Meta AI has launched Audiobox, a new research model for generating audio. It allows for the creation of custom voices, sound effects, and soundscapes using voice and text prompts.

Audiobox builds upon Meta's previous voice generation model, Voicebox, significantly improving the controllability and quality of audio AI. The model outperforms previous systems in generating sounds and sound effects that accurately match the desired style and environment described in the text prompts.

What sets Audiobox apart is its ability to accept both voice recordings and natural language text as input. This dual input method provides finer control over audio generation.

For example, users can input a voice sample and add a text prompt like "speak slowly in a large cave" to change the rhythm or environment of the voice. The voice input retains its unique sound characteristics, while the text is used to modify other parameters.

Meta developed Audiobox to make audio production more accessible. The model reduces the difficulty of creating custom sounds, voices, and soundscapes for podcasts, videos, games, and other media projects. Even beginners can easily generate high-quality audio elements to enhance their projects without extensive professional knowledge.

However, responsible development is crucial, as with all impactful AI innovations. Meta has selectively granted usage permissions for Audiobox to researchers with a good track record in voice and responsibility research. To prevent misuse, the company has also implemented audio watermarking and sound authentication security measures in the model.

Earlier today, Alibaba Cloud also fully open-sourced its Qwen-Audio model.
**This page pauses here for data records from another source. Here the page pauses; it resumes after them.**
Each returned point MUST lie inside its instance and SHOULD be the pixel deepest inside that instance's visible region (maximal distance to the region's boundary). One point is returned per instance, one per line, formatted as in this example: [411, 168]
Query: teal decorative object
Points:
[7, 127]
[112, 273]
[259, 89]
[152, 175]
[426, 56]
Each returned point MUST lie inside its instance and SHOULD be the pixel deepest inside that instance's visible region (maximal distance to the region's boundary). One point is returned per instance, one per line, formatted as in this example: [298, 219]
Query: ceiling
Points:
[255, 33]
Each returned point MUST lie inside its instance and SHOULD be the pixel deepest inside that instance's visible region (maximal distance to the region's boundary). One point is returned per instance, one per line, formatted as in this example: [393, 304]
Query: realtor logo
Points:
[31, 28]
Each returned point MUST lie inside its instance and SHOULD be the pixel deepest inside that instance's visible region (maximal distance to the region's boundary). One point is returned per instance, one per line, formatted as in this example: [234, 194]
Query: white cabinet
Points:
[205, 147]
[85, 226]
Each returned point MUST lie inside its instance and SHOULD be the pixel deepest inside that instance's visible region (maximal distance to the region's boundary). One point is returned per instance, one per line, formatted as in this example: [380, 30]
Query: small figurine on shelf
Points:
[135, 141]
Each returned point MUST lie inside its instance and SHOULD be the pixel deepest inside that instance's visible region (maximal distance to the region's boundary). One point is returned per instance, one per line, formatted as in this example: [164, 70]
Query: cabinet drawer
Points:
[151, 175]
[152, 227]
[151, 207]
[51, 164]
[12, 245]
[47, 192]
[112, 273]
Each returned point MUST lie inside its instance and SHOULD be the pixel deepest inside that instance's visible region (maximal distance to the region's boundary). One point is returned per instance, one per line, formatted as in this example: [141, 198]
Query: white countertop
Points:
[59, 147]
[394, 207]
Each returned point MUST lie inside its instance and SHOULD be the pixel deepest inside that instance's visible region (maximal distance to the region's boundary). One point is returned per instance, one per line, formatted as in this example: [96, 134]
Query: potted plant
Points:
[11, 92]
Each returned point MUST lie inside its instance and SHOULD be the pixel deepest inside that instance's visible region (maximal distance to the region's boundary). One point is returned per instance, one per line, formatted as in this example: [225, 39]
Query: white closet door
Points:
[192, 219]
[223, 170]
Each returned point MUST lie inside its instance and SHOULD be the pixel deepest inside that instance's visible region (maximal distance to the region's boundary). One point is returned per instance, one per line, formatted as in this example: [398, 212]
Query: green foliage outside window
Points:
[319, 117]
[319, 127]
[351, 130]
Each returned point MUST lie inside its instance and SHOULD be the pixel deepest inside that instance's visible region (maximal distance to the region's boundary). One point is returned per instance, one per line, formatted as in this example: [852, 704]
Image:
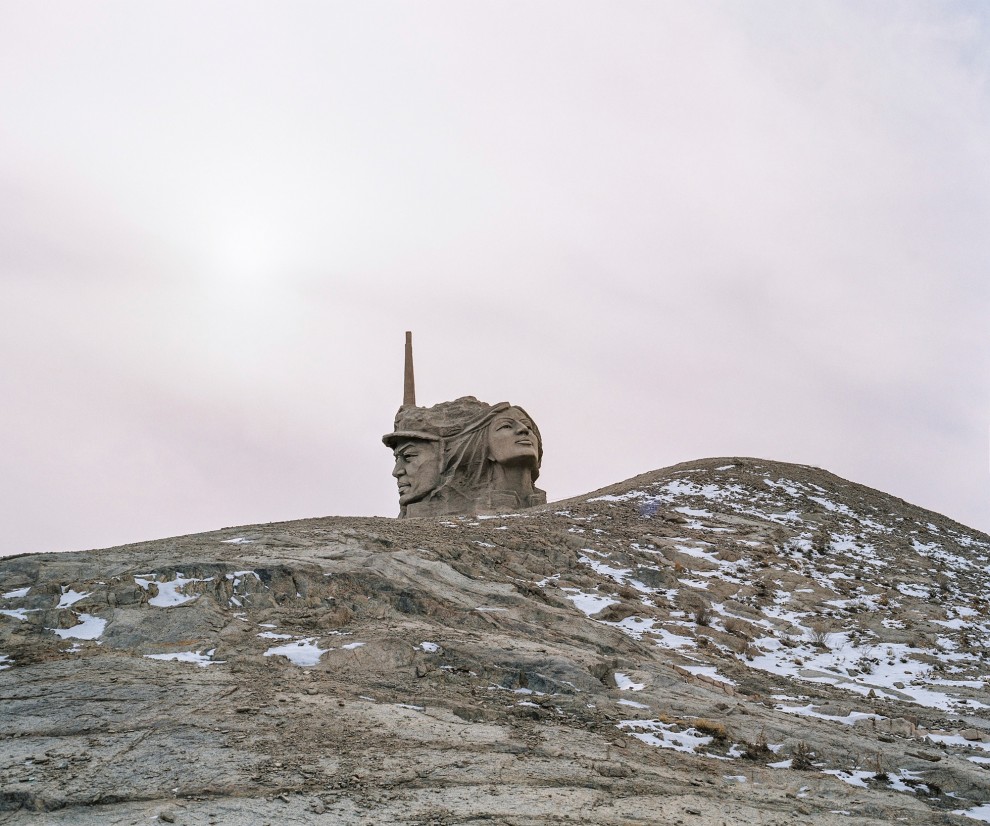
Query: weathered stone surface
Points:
[459, 670]
[465, 457]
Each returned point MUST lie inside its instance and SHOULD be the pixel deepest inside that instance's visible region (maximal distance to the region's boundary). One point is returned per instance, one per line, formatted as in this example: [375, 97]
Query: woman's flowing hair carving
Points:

Similar to Audiobox, their multimodal base model can handle various types of audio data and text, achieving remarkable results in various benchmarks for sound understanding.

Between Meta's emphasis on controllability with Audiobox and Alibaba's focus on versatility with Qwen-Audio, responsible and fair open innovation in audio AI is clearly progressing. With more researchers gaining access to these powerful technologies, we are likely to see further breakthroughs in capabilities, versatility, and quality in this field.